Following the classification of OCT B-Scan images based on the presence and position of DRIL, segmenting HRFs and cystoids, and extracting features from each biomarker—which include categorizations of DRIL or Normal, Central or Non-Central DRIL, the position of HRFs relative to the OPL, and the count, area, and vertical and horizontal diameters of cystoids—these features are input into a fuzzy logic system. The rules for this system are informed by insights from existing studies examining the relationships between each biomarker and DME. Consequently, the fuzzy engine outputs the predicted severity of DME. This study contributes to clinical practice by enabling physicians to estimate the severity of DME using solely a patient’s OCT B-Scan image. This could assist in determining appropriate treatment approaches and monitoring disease progression in response to therapeutic interventions. Future research could explore the generation of predictive OCT images for patients with DME, given their baseline OCT images. This could offer valuable insights into the potential progression of the disease, aiding clinicians in their treatment strategies and enhancing the likelihood of patient recovery.

6. Conclusions

In this study, we proposed a comprehensive model to grade the severity of DME from OCT B-Scan images by focusing on three key biomarkers: DRIL, HRF, and cystoid spaces. The methodology adopted in this work encompasses three stages. In the first stage, the image is classified as either Normal or DRIL, and further, DRIL images are subclassified into Central DRIL or Non-Central DRIL. Simultaneously, the HRF and cystoid spaces are segmented from the OCT image. The second stage involves the extraction of relevant features from the segmented images, predominantly using OpenCV. The extracted features are then passed into a fuzzy logic engine during the final stage. This engine, guided by rules derived from recent studies in this domain, outputs the ultimate DME severity grade.

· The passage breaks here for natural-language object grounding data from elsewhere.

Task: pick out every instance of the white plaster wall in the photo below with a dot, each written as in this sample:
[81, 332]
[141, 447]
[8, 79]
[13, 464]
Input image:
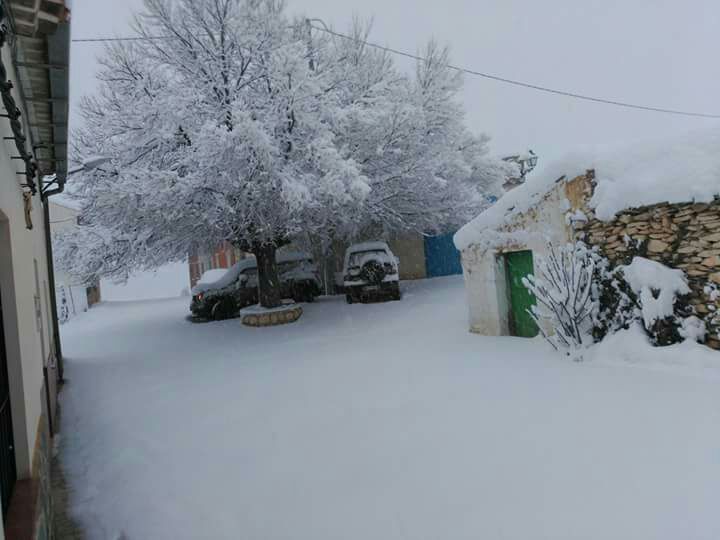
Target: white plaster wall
[26, 337]
[484, 268]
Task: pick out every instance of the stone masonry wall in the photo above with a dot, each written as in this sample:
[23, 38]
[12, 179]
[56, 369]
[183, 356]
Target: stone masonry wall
[685, 236]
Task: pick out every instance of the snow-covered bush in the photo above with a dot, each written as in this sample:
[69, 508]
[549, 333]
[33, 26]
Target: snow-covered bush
[563, 286]
[712, 293]
[617, 304]
[693, 328]
[663, 299]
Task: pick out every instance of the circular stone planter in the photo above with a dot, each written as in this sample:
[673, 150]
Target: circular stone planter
[258, 316]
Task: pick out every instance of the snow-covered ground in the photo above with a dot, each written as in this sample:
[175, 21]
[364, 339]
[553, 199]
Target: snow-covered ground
[383, 421]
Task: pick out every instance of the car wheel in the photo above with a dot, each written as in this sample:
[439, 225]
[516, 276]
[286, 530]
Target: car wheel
[223, 309]
[396, 294]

The outcomes of this study can equip healthcare professionals with a valuable tool to grade DME severity, thereby facilitating personalized, targeted treatment plans for patients. While the current model presents promising results, it could potentially benefit from incorporating a broader range of biomarkers for severity evaluation, or by integrating more rules into the fuzzy engine. Such expansions, of course, would require further analysis based on previous research findings and expert medical input for validation. In this way, our model’s reliability and applicability could be further enhanced in future studies.